Runterladen & entpacken und dann die WTP Server konfigurieren.


----------



## aha_01 (22. Jan 2010)

> Was ist dein dann dein Problem?
> Willst du Tomcat?
> Runterladen & entpacken und dann die WTP Server konfigurieren.


Danke für die Antwort,
mein Problem ist dann 


> WTP Server konfigurieren.


Wenn ich ein link zu einem guten Tutorial hätte wäre optimal 
Und noch eine Frage wie kann ich wissen ob mein Eclipse Galileo WTP beinhaltet ???:L

Grüße
Aha


----------



## maki (22. Jan 2010)

Wenn du die Eclipse JEE Version, hast du WTP.

Servlet and JSP development with Eclipse WTP - Tutorial
Installeirt hast du es bereits, also kannst du den Teil überspringen.


----------



## Noctarius (22. Jan 2010)

Indem du die EE Variante ziehst und entpackst.
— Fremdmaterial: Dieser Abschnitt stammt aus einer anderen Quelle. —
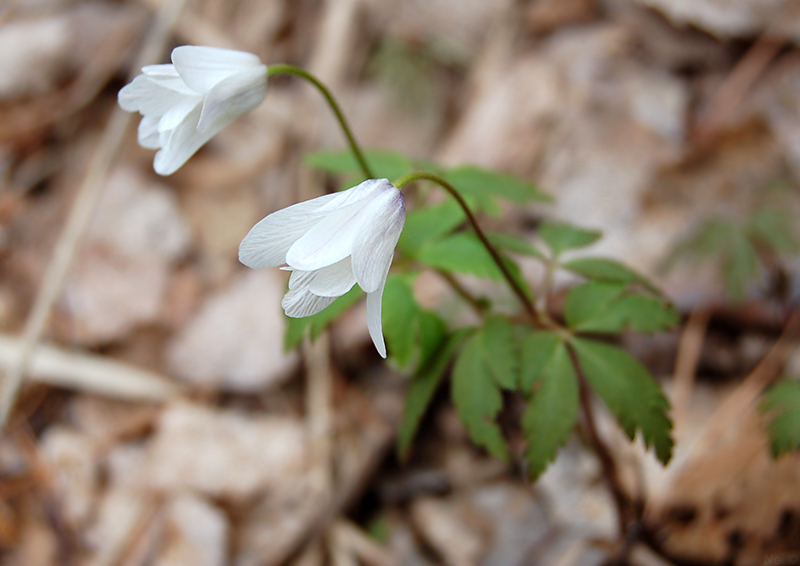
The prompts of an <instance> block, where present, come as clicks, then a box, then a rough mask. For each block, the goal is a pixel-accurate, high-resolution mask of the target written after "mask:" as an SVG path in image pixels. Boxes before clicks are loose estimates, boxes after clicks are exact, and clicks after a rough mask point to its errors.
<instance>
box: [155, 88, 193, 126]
mask: <svg viewBox="0 0 800 566" xmlns="http://www.w3.org/2000/svg"><path fill="white" fill-rule="evenodd" d="M201 101H202V97H201V96H200V95H192V96H182V97H181V99H180V100H179V101H178V103H177V104H175V105H174V106H173V107H172V108H170V109H169V110H167V112H165V113H164V115H163V116H162V117H161V120H159V122H158V131H160V132H169V131H171V130H174V129H175V128H177V127H178V126H180V124H181V122H183V121H184V120H186V117H187V116H188V115H189V113H191V112H192V111H193V110H194V109H196V108H198V107H199V105H200V102H201ZM198 119H199V113H198ZM192 127H193V128H195V129H197V122H196V121H193V122H192Z"/></svg>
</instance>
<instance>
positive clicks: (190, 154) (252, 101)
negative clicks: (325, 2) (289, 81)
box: [119, 45, 267, 175]
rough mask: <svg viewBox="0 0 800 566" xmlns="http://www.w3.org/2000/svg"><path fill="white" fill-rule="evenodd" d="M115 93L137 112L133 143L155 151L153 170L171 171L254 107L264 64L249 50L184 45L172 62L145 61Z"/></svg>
mask: <svg viewBox="0 0 800 566" xmlns="http://www.w3.org/2000/svg"><path fill="white" fill-rule="evenodd" d="M142 73H143V74H141V75H139V76H137V77H136V78H135V79H133V81H132V82H131V83H130V84H128V85H127V86H125V87H124V88H123V89H122V90H120V91H119V105H120V106H121V107H122V108H123V109H124V110H127V111H128V112H136V111H138V112H140V113H141V114H142V116H143V118H142V121H141V123H140V124H139V144H141V145H142V147H146V148H148V149H158V150H160V151H159V152H158V153H156V157H155V161H154V163H153V165H154V168H155V170H156V173H159V174H160V175H171V174H172V173H174V172H175V171H177V170H178V169H179V168H180V167H181V166H182V165H183V164H184V163H186V161H187V160H188V159H189V158H190V157H191V156H192V155H194V153H195V152H196V151H197V150H198V149H200V147H202V146H203V144H205V143H206V142H207V141H208V140H209V139H211V138H212V137H213V136H214V135H216V134H217V133H218V132H219V131H220V130H221V129H222V128H224V127H225V126H227V125H228V124H230V123H231V122H233V120H235V119H236V118H238V117H239V116H241V115H242V114H244V113H245V112H247V111H249V110H252V109H253V108H255V107H256V106H258V105H259V104H260V103H261V102H262V101H263V100H264V97H265V96H266V93H267V67H266V66H265V65H263V64H262V63H261V61H260V60H259V58H258V57H256V56H255V55H253V54H252V53H244V52H242V51H233V50H230V49H218V48H215V47H196V46H191V45H184V46H182V47H177V48H175V49H174V50H173V51H172V65H148V66H146V67H143V68H142Z"/></svg>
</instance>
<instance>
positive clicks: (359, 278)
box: [239, 179, 406, 358]
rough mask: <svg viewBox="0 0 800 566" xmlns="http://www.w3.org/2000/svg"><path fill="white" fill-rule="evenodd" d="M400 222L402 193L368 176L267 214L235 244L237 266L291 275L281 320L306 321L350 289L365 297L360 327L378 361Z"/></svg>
mask: <svg viewBox="0 0 800 566" xmlns="http://www.w3.org/2000/svg"><path fill="white" fill-rule="evenodd" d="M405 220H406V207H405V202H404V200H403V195H402V193H401V192H400V191H399V190H398V189H397V188H396V187H395V186H394V185H392V184H391V183H390V182H389V181H387V180H386V179H370V180H367V181H364V182H363V183H361V184H360V185H357V186H355V187H352V188H350V189H348V190H346V191H342V192H340V193H335V194H330V195H325V196H322V197H319V198H315V199H311V200H307V201H305V202H301V203H298V204H295V205H292V206H290V207H288V208H284V209H283V210H279V211H277V212H273V213H272V214H270V215H269V216H267V217H266V218H264V219H263V220H261V222H259V223H258V224H256V225H255V226H254V227H253V228H252V230H250V233H248V234H247V236H245V238H244V240H242V243H241V244H240V245H239V261H241V262H242V263H243V264H245V265H246V266H248V267H252V268H254V269H260V268H264V267H276V266H279V265H283V264H285V267H282V269H285V270H287V271H291V272H292V274H291V277H290V278H289V291H288V292H287V293H286V296H285V297H284V298H283V301H282V302H281V305H282V306H283V309H284V311H285V312H286V316H289V317H292V318H301V317H305V316H311V315H313V314H316V313H318V312H320V311H321V310H323V309H324V308H325V307H327V306H328V305H330V304H331V303H332V302H333V301H334V300H335V299H336V297H340V296H341V295H344V294H345V293H347V292H348V291H349V290H350V289H351V288H352V287H353V285H355V284H356V283H358V285H359V287H361V289H363V290H364V291H365V292H366V293H367V328H368V329H369V334H370V337H371V338H372V342H373V343H374V344H375V348H377V350H378V353H379V354H380V355H381V356H382V357H384V358H385V357H386V346H385V344H384V341H383V327H382V323H381V300H382V298H383V288H384V285H385V284H386V277H387V275H388V274H389V267H390V266H391V264H392V258H393V257H394V248H395V246H396V245H397V240H398V238H400V232H402V230H403V224H404V223H405Z"/></svg>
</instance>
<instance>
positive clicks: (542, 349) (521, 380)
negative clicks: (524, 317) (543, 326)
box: [520, 330, 563, 393]
mask: <svg viewBox="0 0 800 566" xmlns="http://www.w3.org/2000/svg"><path fill="white" fill-rule="evenodd" d="M561 343H563V340H562V339H561V337H560V336H559V335H558V334H556V333H554V332H550V331H548V330H536V331H534V332H531V333H530V334H528V335H527V336H526V337H525V338H524V339H523V340H522V344H521V345H520V349H521V355H520V358H521V361H520V386H521V387H522V391H523V393H526V392H529V391H531V390H532V389H533V387H534V386H535V385H536V384H537V383H538V381H539V380H540V379H541V378H542V375H543V373H544V368H546V367H547V365H548V364H550V362H551V361H552V360H553V356H554V355H555V352H556V350H557V349H558V346H559V344H561Z"/></svg>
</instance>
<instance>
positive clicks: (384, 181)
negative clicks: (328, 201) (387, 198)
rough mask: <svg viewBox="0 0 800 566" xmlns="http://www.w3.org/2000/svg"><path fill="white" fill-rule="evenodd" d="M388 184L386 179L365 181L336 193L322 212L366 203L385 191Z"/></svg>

Window/Preferences/Server/Runtime Environments -> Add -> Apache Tomcat 6.0 -> Next -> Pfad auswählen -> ...

Dann ein neues Serverprojekt erstellen:
File/New/Other... -> Server/Server -> Next -> Tomcat v6.0 Server und passende Runtime nehmen -> ...

edit: pah war der schneller *schubst*


----------



## aha_01 (22. Jan 2010)

Danke,
ich lese mir das Tutorial und schau ich mal wie schlauer ich dann geworden bin :rtfm:


----------



## aha_01 (22. Jan 2010)

habe Tomcat installiert und kann nun Tomcat von Eclipse starten und stoppen.
Was mich stört ist dass ich beim Starten des Servers durch eclipse den folgenden Fehler finde: :shock:


> INFO: The APR based Apache Tomcat Native library which allows optimal performance in production environments was not found on the java.library.path: C:\Programme\Java\jre6\bin;.;C:\WINDOWS\Sun\Java\bin;...


Wie kann ich diesen Fehler beseitigen?

Grüße
Aha


----------



## maki (22. Jan 2010)

Wie kommst du auf "Fehler"?
Da steht "INFO", nicht "ERROR"...


----------



## Noctarius (22. Jan 2010)

Wenn dich die Info nervt dann bau dir halt ein APR, aber ich würd's einfach ignorieren, juckt doch nicht die Zeile.


----------



## aha_01 (22. Jan 2010)

Alles klar :lol:

IGNORIERT


----------